A questão da aceitação trazida por Miura (2015) também foi amplamente encontrada nas entrevistas com as adolescentes. Winnicott (1968/1996) escreve a importância do pai no cuidado com o bebê e como esse apoio, vindo também da família, permite com que mãe consiga estar mais disponível para o bebê. Elas falam de uma imensa necessidade de apoio da família e do companheiro, o que torna o processo menos angustiante, além de demonstrar o quanto se sentem despreparadas para assumir essa responsabilidade sozinhas. Os relatos e desenhos também corroboram com Monteiro (2007), pois foi possível observar que quando a família não aceita a gravidez da jovem essa situação gera conflitos e presença de violência física e psicológica. Porém as entrevistas discordam do autor e trazem a relação materna como mais dificultosa. Esses dados são encontrados, por exemplo, nos casos I, II e III, cujos desenhos demonstraram mais ansiedades no cuidado com o bebê, presença de conflitos, falta de defesas (ou defesas inadequadas), defesa da figura materna ou dependência da mesma e sentimentos de inferioridades, características também encontrada nos relatos das adolescentes. Ao contrário dessa situação, foi possível concordar com Miura (2015) e observar que quando bem aceita pela família, a gravidez é gratificante, como encontrado nos desenhos do último caso clínico apresentado, em que a adolescente se sentia completamente amparada pelos pais e namorado, demonstrado nos desenhos principalmente pela capacidade de defender-se adequadamente, também revelando emotividade, apesar de trazer nos desenhos características típicas encontradas no grupo gestantes: sentimentos de inadequação, ansiedade, insegurança. A entrevista dessa adolescente também corrobora com essa afirmação.

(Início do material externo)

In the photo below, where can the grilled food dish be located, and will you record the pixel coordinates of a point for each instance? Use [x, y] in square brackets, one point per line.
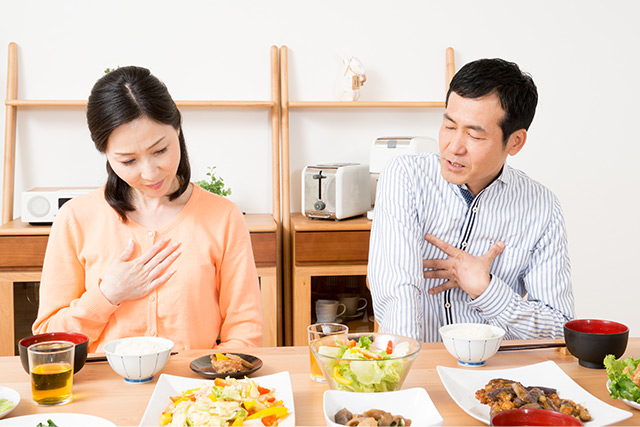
[228, 363]
[502, 395]
[372, 417]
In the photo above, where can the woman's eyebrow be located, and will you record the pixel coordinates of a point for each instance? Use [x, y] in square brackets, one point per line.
[149, 148]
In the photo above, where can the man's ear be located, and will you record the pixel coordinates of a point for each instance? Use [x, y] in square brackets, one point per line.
[516, 141]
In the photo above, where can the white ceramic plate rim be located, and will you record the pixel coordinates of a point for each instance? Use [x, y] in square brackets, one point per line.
[461, 384]
[9, 394]
[425, 413]
[171, 385]
[60, 418]
[628, 402]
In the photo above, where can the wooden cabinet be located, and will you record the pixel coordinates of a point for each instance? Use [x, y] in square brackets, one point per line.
[322, 248]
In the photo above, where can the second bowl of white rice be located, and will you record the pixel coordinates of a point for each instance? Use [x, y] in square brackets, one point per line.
[472, 343]
[138, 359]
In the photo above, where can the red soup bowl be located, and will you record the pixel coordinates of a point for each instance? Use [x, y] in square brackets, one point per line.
[533, 417]
[590, 340]
[81, 342]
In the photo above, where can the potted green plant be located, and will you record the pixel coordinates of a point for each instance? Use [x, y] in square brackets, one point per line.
[214, 184]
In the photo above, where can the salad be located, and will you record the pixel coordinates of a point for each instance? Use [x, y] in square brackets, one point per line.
[354, 366]
[225, 402]
[624, 376]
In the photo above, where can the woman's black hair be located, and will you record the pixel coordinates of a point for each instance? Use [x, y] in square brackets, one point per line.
[121, 96]
[516, 90]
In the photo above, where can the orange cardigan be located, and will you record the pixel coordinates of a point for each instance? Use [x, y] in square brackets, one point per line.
[213, 294]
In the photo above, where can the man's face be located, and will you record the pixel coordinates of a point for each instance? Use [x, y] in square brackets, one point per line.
[470, 141]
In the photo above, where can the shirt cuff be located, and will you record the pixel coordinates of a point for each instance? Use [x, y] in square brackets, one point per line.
[494, 300]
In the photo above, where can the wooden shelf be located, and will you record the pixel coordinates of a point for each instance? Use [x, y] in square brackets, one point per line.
[188, 103]
[366, 104]
[320, 247]
[30, 241]
[257, 223]
[301, 223]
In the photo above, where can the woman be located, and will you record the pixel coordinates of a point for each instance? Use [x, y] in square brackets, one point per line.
[149, 253]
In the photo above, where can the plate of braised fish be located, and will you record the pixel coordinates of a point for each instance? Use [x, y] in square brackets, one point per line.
[542, 385]
[222, 365]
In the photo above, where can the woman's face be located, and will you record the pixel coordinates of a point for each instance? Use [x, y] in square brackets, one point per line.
[145, 154]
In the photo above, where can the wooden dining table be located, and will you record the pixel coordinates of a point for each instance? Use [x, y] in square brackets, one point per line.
[99, 391]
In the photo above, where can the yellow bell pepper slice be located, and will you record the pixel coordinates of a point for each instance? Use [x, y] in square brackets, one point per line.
[339, 378]
[166, 418]
[249, 404]
[279, 411]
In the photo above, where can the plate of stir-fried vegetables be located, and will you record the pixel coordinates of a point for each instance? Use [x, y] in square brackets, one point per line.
[259, 401]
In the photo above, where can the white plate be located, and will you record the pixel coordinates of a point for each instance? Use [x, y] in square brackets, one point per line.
[463, 383]
[61, 419]
[412, 403]
[9, 394]
[172, 385]
[628, 402]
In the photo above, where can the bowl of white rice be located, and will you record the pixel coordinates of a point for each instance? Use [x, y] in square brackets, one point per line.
[472, 343]
[138, 359]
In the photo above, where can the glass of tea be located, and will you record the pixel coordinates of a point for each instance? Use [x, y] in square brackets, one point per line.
[51, 368]
[317, 331]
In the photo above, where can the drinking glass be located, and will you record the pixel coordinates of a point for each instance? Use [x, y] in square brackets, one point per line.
[51, 368]
[317, 331]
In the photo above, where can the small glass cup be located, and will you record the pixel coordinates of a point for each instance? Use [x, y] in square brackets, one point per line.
[317, 331]
[51, 370]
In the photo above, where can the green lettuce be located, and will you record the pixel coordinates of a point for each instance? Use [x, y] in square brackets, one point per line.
[621, 386]
[367, 375]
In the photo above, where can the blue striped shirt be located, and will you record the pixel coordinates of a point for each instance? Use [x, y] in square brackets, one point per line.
[530, 293]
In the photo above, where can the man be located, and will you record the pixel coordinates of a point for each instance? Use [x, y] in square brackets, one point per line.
[463, 237]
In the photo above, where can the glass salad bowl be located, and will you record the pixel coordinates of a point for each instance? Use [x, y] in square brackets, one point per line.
[365, 361]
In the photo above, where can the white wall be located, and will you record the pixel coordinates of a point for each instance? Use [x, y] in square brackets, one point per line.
[583, 55]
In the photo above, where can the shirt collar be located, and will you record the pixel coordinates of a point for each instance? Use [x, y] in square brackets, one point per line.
[504, 177]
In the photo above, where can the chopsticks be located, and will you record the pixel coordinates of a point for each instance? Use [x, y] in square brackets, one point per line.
[515, 347]
[92, 359]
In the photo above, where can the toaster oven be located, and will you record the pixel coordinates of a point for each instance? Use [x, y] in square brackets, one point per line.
[336, 190]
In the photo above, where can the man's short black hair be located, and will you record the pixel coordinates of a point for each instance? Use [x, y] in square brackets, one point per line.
[517, 92]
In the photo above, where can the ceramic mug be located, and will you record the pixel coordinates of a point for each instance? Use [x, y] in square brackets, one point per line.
[327, 310]
[353, 303]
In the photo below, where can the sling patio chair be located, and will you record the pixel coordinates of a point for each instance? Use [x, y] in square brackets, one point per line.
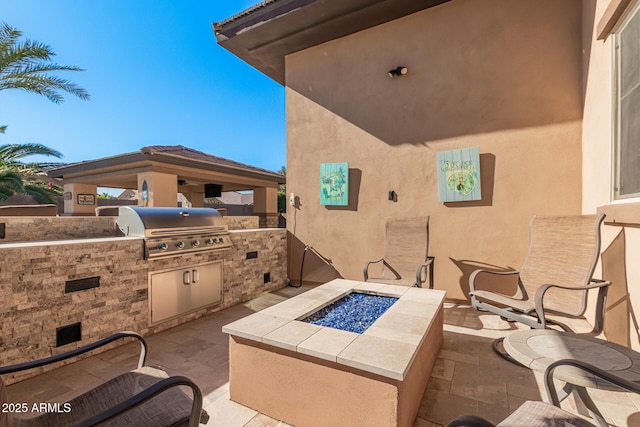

Apesar de não ser demonstrada como significantes a grande maioria dos dados relacionados à chuva, a comparação entre análise estatística, ilustração clínica, entrevistas demonstram a validade das técnicas que conseguiram apresentar os aspectos psicológicos das adolescentes grávidas corroborando entre si. Com os dados apresentados e com a teoria e pesquisas estudada foi possível considerar o quanto a gravidez durante a adolescência possui diferentes significados e complicações para a saúde mental para a jovem, por ter que se equilibrar entre conflitos da adolescência e dificuldades da gravidez, o que foi demonstrado na personalidade das adolescentes gestantes que se apresentaram com insegurança, incertezas,

ansiedade, poucos recursos internos, imaturidade (fixação em estágios primitivos e regressão), além de demonstrar o quanto essas características tornam a gravidez nessa fase uma situação de grande pressão, estresse e angustiante para a adolescente.